Many men expressed the sentiment that (c) STIs are easily treated: “Let me get a shot and two pills and I’ll be fine” (American Indian/Alaskan Native Latino gay man, age 27). Some men described contracting multiple STIs using language reflecting their evaluation of these infections as surprising and a nuisance:

So, I have gotten a lot more STIs. I would say, like, an obscene amount! It really freaking pisses me off ‘cause I’m not that big of a slut, and I just don’t understand how it happens all the time. (White gay man, age 28)

Also, many men stated emphatically their knowledge that (d) PrEP does not protect against STIs and, simultaneously, expressed frustration about the increase in condomless sex that facilitates STI incidence. As one participant noted: “I’m acutely aware that you don’t want to create a situation where you’re exposing yourself to other sexually transmitted diseases and, you know, making [yourself] a petri dish of diseases that could become potentially drug resistant” (Multiracial Latino gay man, age 41). Another said: “I try to discourage other folks from thinking that it’s a silver bullet. ‘Cause I’m not in that crowd that wants to engage in more raw sex because I’m on PrEP” (Black gay man, age 28). Almost universally, men (e) extolled the benefits of routine medical provider visits with STI testing:

Before this, I wasn’t getting tested for every other STD on a regular basis unless I had some kind of symptom… I wasn’t going in and saying, “Hey, would you test me for syphilis and gonorrhea and chlamydia?”…But now I’m regularly tested, so I feel much more confident that…I’m not passing along anything. (White gay man, age 43)

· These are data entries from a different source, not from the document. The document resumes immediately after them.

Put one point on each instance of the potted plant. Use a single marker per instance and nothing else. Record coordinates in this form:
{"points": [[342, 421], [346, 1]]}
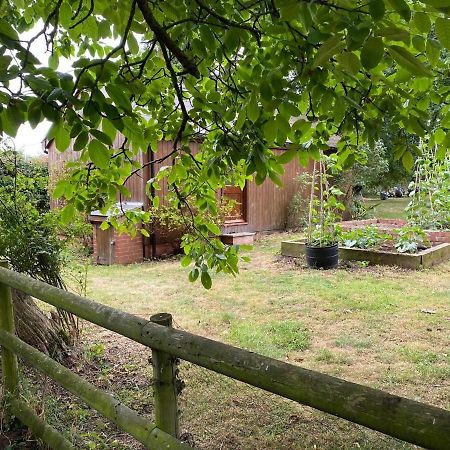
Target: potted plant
{"points": [[322, 241]]}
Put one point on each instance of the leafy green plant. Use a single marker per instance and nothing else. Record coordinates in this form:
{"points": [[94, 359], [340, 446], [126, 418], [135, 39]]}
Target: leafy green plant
{"points": [[324, 208], [364, 237], [410, 239], [430, 191], [297, 217]]}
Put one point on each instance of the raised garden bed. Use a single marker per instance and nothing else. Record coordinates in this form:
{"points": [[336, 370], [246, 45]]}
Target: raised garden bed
{"points": [[422, 259], [389, 225]]}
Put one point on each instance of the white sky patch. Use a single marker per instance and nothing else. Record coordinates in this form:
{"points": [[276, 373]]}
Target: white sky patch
{"points": [[30, 140]]}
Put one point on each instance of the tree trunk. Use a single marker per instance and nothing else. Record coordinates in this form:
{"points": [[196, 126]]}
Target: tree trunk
{"points": [[46, 333]]}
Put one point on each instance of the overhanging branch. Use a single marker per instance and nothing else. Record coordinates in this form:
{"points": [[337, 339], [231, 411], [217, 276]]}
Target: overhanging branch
{"points": [[164, 39]]}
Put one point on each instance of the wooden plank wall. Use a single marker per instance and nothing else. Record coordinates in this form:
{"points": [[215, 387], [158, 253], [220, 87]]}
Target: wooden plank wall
{"points": [[267, 205]]}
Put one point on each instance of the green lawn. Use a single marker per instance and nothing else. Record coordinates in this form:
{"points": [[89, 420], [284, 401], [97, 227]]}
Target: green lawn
{"points": [[365, 325], [391, 208]]}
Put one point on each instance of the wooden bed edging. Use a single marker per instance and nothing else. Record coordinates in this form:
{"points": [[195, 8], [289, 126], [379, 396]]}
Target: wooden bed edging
{"points": [[411, 421]]}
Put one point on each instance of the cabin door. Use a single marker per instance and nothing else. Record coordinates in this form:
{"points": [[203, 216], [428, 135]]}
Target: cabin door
{"points": [[239, 196], [105, 245]]}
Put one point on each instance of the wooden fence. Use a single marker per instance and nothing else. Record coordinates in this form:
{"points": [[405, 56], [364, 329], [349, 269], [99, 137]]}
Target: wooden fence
{"points": [[411, 421]]}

Some men made comments indicating their knowledge about both bacterial (curable) and viral (treatable) infections, although others did not differentiate, i.e., speaking about STIs as a monolithic entity. Notably, (f) no participants expressed an understanding that active STIs increase the biological risk for HIV acquisition.

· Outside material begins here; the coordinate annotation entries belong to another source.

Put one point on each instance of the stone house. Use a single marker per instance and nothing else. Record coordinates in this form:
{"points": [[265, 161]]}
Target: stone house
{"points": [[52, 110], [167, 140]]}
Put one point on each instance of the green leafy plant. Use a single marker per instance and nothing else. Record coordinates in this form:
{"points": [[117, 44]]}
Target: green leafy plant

Theme 5: Irrespective of their personal condom use preferences, PrEP-using GBM reported more comfort interacting sexually with HIV-positive partners. Men expressed appreciation for the reduction in fear of HIV infection and greater sense of connection heralded by PrEP. Many participants expressed (a) less anxiety during and after their sexual encounters with HIV-positive partners, a greater openness to having sex with HIV-positive GBM than before starting PrEP, or a willingness to tolerate riskier behaviors—because they are more protected and also because they have a better understanding of the biology of HIV transmission risk through conversations with healthcare providers. As one man shared:

It’s allowed me to become more intimate with men who are HIV positive in ways that I wouldn’t have considered before going on PrEP. I bottom for positive men now. I wouldn’t have done that before I was on PrEP. (White Latino gay man, age 32)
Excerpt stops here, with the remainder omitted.